Unfortunately this can happen to any of us in our later years.
Not knowing
how much our beloved Russian motorcycles are worth he phoned
Chris Smith to find out, of course Chris gave him a completely
honest price not having seen the machine for himself and thought
it worth around £200, this was on the assumption that it was an
M66 and made in 1975 and that it was blue and in stages of some
restoration. With that in mind he phoned me to say that he may
have found me a bike that I could do something with, as this
price fell right into my price bracket (cheap).
I rang a
nice chap called Lea who was selling the motorcycle the next day
and said to him I believe you have an old Ural M66 for sale.

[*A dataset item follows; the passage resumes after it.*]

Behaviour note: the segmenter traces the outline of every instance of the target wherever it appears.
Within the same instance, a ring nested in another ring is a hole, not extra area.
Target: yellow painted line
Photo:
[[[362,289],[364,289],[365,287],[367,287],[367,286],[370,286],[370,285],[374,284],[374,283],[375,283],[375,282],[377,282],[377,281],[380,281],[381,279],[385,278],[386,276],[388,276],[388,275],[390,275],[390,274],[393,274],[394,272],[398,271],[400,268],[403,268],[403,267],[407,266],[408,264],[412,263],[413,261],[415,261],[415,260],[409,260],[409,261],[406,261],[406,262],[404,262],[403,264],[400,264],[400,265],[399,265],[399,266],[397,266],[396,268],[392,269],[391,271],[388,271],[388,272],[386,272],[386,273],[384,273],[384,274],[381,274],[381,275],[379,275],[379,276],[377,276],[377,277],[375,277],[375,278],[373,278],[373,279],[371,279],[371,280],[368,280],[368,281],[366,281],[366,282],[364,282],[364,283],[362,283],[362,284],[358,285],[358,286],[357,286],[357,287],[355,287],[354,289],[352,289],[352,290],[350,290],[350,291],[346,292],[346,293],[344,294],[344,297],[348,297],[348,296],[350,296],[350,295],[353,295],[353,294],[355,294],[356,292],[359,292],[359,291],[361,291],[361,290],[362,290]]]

After a few conversations about the motorcycle, like what he
wanted to sell it for, and what I was prepared to pay for it, I
arranged to go and have a look at the bike. Lea must have spoken
to someone as he said, “I want to make something out of this
deal but I understand that they are not worth a round of drinks
really”. With that I felt that this could work. I said that I
would be down on the weekend with the trailer and I will
possibly buy it after seeing its condition.
He then
dropped a small spanner in the works and said that there was
another engine mixed up with the Ural stuff but didn’t say what
it was, on hearing that I wasn’t sure what I was going to find,
I made a quick phone call to a friend Chris Northcote, who
already has a M66, and would know the different parts; he tried
to explain the differences. In the end I said come with me, at
this suggestion Chris was very eager to come with me and have a
look at the Ural, so I picked him up and away we went.
When we got
to the building it had one these large steel garage doors, one
of these motorised jobs that takes ages to rise. You tend to get
that anticipation jittery feeling when you have to wait for
something you want and you know its on the other side and its
taking a long time to see it.
Once the
door was opened there stood this M66, looking at it for the
first time you could see that it was in very good condition.
The pictures
do not do the motorcycle real justice, but give you an idea what
we saw.
It looked
like the restoration of the motorcycle had been started, but
events took over the gent and this is how it has been left, for
8 years I believe.
The rest of
the motorcycle was in several boxes and in each one the parts
were carefully wrapped in material and newspaper or placed into
ice cream tubs, none of which were labelled to show what they
were, or even what motorcycle they belonged to.